Does any one on here know what Muskrats sold for at the Klamath Falls Oregon Fur sale this week?

Thanks!


----------



## Bears Butt (Sep 12, 2007)

I just read this on another forum:

Sale total for the 3 days $679,679.93

Species/Number sold/Average sale price

Badger/41/$14.80
Beaver/549/$23.75
Eastern Oregon Cats/543/$496.92
Western Oregon Cats/618/$130.27
Castor/103.33 pounds $46.07
Civet/26/$14.55
Coyote/717/$43.97
Grey Fox/637/$30.71
Red Fox/24/$40.20
Mink/95/$18.97
Muskrat/8160/$10.47
Nutria/407/$3.02
Otter/193/$99.56
Possum/48/$2.13
Raccoon/358/$9.83
Skunk/153/$2.84

Credit goes to wissmiss on the "Trapperman.com" forum

Looks like a great sale and good to above average prices on most goods.


----------



## 2litl2l8 (Jan 16, 2008)

Ok, I am unfamiliar with the fur trade. Can someone explain Eastern Oregon Cats and Western Oregon Cats, and why the why the Eastern Cats go for nearly 4X the amount that Western Oregon Cats do.


----------



## leviwin (Dec 7, 2011)

Most likely it is fur quality. The cats in the east have whatever the fur buyers were looking for be it color and/or spotting. It could also have something to do with size. I've never seen the cats out of Oregon so I'm not 100% sure.


----------



## Bax* (Dec 14, 2008)

Im amazed that muskrat went for that much. Especially in the raw.

When I was younger, I remember selling muskrat to a guy down the street for $3 each after they were fleshed and dried.


----------



## InvaderZim (Sep 7, 2007)

leviwin said:


> Most likely it is fur quality. The cats in the east have whatever the fur buyers were looking for be it color and/or spotting. It could also have something to do with size.
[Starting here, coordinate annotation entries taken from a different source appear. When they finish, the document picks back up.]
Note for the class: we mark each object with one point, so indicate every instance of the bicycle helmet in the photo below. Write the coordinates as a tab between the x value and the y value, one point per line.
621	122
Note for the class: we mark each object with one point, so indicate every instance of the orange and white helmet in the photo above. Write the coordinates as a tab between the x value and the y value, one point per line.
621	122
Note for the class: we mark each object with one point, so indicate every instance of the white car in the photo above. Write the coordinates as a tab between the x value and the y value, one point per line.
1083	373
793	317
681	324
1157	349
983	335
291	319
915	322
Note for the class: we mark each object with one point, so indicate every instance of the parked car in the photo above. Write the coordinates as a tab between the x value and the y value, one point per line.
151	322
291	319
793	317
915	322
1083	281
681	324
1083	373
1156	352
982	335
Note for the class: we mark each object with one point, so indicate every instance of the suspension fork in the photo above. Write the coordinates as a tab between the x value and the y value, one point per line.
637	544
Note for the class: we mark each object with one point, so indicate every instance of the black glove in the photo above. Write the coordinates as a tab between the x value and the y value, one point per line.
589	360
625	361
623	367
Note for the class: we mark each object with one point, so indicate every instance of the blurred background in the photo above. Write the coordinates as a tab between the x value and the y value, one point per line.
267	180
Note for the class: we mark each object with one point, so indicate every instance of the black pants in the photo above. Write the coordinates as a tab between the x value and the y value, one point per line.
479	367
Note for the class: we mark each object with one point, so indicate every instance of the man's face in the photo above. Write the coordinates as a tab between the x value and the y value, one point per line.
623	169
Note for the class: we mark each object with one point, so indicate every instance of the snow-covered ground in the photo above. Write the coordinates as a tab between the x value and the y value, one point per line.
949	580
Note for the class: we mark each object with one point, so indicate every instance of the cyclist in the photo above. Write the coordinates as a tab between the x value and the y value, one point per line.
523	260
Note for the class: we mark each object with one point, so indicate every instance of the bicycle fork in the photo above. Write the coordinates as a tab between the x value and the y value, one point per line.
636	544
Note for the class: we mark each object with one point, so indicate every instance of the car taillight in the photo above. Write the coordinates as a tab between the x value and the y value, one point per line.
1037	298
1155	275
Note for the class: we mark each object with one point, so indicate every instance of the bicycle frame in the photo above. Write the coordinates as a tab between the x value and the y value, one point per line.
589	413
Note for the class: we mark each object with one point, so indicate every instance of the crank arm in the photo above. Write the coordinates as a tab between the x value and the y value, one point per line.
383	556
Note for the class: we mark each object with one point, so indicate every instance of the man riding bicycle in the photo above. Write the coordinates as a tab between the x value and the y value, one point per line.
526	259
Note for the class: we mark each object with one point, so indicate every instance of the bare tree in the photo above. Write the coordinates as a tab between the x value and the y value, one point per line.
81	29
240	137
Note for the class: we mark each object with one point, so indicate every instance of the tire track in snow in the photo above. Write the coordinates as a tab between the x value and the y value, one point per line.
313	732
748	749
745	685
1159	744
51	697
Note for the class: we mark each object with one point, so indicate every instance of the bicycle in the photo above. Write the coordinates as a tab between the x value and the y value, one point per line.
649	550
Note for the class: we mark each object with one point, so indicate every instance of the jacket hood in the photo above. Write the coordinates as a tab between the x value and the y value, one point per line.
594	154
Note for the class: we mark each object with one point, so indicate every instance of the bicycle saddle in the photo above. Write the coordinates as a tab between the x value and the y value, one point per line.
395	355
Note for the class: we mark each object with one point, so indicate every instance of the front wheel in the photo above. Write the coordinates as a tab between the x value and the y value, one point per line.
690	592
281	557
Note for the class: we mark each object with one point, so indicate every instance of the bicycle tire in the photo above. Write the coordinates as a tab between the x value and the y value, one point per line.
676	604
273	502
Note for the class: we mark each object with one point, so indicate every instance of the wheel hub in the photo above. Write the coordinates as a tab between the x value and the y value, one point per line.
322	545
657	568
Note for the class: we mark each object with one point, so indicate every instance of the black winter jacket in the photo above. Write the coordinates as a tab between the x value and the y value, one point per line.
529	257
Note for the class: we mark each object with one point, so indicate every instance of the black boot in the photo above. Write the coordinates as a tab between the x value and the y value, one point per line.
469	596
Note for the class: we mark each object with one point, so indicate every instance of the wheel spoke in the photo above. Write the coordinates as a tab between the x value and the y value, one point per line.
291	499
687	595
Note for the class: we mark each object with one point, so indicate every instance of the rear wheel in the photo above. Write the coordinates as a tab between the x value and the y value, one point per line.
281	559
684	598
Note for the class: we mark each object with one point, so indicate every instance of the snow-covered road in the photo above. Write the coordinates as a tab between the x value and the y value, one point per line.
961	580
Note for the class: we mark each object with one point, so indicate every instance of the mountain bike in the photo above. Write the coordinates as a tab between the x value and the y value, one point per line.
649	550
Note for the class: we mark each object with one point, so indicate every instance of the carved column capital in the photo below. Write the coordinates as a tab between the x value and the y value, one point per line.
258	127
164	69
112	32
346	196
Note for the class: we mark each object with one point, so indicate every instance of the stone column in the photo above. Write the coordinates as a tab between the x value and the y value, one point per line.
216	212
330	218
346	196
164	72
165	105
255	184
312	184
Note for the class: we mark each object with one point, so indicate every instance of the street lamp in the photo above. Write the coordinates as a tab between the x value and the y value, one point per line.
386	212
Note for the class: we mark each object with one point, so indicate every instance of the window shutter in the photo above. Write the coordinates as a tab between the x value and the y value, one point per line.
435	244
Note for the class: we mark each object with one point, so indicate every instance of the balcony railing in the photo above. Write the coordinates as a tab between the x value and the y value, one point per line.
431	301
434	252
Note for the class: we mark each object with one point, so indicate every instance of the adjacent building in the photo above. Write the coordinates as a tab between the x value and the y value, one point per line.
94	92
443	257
I've never seen the cats out of Oregon so I'm not 100% sure.


Kinda, sorta, basically.

The short version is that bobcats fromthe high plains or open areas of western USA (like MT, UT, NV, CO, WY and ID) produce some of the biggest, most well furred, and wide white-bellied, spotted bob cats anywhere.

These cats are highly prized in the fur trade, mostly for their spotted belly fur.

Bobcats from other areas of the USA, like TX, the west coast, and the south are small and very dark in color. A beautiful creature, but less desirable than the cold blue, open county, lighter cats...for the fur trade.

Western OR cats = small, dark, rainforest cats.
Eastern OR cats = larger, lighter, and fluffy!


----------